Per due minuti, che devono essere sembrati ben più lunghi tra le pozzanghere di Sapporo e di tutto l’Hokkaido, alle 6,02 s’è sentito solo questo cicaleccio di sirene e annunci apocalittici. Chi non si è nascosto trepidante negli scantinati o nei garage, si è messo a scrutare nel grigio per vedere se poteva arrivare quel mostro che cade dal cielo. Per fortuna il mostro, il missile lanciato dalla Corea del Nord, s’è sfasciato ben lontano dalle coste, dopo aver sorvolato il Paese. Spezzato in tre parti e senza danni. Ma intanto il panico c’è stato. L’allerta livello J non era mai scattata nel Nord prima d’ora. Ma ieri via sms o e-mail su tutti i cellulari è apparso la scritta: «La Corea del Nord ha lanciato un missile. Siete pregati di correre al riparo in un palazzo o in un seminterrato».

«Sì, l’allerta di evacuazione mi è arrivata», ha detto Ichiro Kondo, un pescatore della città di Erimo, proprio sotto la traiettoria di quello che pare certo fosse uno Hwasong-12, «ma non riesco a immaginare quale dei nostri palazzi possa resistere all’impatto di un missile del genere. Non sapevo proprio dove andare».

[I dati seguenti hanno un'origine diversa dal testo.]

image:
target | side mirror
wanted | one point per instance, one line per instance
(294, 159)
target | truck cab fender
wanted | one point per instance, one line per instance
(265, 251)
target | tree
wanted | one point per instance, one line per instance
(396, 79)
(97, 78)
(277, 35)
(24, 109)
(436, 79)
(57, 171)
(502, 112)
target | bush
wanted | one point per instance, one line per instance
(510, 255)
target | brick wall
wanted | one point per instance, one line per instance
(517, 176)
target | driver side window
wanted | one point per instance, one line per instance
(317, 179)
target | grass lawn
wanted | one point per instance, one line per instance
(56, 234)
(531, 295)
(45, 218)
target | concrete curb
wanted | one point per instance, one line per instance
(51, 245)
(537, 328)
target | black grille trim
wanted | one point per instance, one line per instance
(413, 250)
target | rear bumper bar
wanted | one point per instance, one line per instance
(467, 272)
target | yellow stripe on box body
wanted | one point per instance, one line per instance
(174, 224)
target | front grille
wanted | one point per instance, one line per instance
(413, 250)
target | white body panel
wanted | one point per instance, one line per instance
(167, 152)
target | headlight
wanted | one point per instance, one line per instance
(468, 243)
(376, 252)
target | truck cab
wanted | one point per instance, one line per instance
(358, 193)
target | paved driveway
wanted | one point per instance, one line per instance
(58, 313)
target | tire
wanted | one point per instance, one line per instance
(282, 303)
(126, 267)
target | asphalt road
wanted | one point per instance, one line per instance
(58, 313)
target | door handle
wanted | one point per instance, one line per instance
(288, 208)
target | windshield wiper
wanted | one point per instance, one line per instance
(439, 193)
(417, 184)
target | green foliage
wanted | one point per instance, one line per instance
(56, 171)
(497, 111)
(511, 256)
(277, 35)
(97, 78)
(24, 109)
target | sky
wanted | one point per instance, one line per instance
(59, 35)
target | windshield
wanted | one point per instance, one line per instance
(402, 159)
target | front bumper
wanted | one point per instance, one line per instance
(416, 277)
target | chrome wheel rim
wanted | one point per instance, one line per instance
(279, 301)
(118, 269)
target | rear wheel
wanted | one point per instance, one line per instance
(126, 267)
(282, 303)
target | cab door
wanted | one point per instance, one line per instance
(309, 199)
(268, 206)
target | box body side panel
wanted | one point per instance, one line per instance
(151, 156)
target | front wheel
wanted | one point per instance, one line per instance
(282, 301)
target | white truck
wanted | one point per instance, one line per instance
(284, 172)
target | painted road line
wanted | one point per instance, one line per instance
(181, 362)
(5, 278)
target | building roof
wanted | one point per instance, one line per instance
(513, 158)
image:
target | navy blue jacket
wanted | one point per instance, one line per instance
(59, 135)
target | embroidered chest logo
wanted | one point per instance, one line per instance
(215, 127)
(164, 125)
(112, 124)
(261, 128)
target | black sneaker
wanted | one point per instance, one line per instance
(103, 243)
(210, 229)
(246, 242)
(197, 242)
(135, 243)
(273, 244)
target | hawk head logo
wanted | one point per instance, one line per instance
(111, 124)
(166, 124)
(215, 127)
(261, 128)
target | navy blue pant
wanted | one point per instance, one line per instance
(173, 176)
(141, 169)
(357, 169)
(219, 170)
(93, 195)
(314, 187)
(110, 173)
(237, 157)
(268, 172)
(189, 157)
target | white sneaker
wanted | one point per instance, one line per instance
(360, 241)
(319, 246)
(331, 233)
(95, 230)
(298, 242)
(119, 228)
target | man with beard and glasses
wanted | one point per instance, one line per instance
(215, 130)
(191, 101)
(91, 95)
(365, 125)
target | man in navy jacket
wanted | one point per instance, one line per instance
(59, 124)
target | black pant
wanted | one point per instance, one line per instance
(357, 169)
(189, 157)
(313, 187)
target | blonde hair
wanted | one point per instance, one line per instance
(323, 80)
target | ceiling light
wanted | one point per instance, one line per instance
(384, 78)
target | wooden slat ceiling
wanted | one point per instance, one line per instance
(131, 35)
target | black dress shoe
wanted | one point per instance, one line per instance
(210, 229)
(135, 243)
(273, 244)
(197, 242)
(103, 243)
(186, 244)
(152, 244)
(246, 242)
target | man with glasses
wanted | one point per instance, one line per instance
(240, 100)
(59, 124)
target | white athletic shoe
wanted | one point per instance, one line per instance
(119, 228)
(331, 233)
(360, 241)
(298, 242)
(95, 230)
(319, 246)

Tutti i canali televisivi hanno dato la stessa notizia, che appariva sugli schermi degli smartphone e sui tabelloni di palazzi e metropolitana. Nella centralissima Tokyo Station, treni bloccati e una voce che consigliava di non uscire allo scoperto. Hiroaki Kumasaka che transitava di lì in missione per la sua azienda ha detto: «Non c’era nulla che potessimo fare mentre il missile passava sopra i cieli del Giappone. Ho mandato un messaggio alla mia famiglia per dire: il Giappone non è più un luogo sicuro».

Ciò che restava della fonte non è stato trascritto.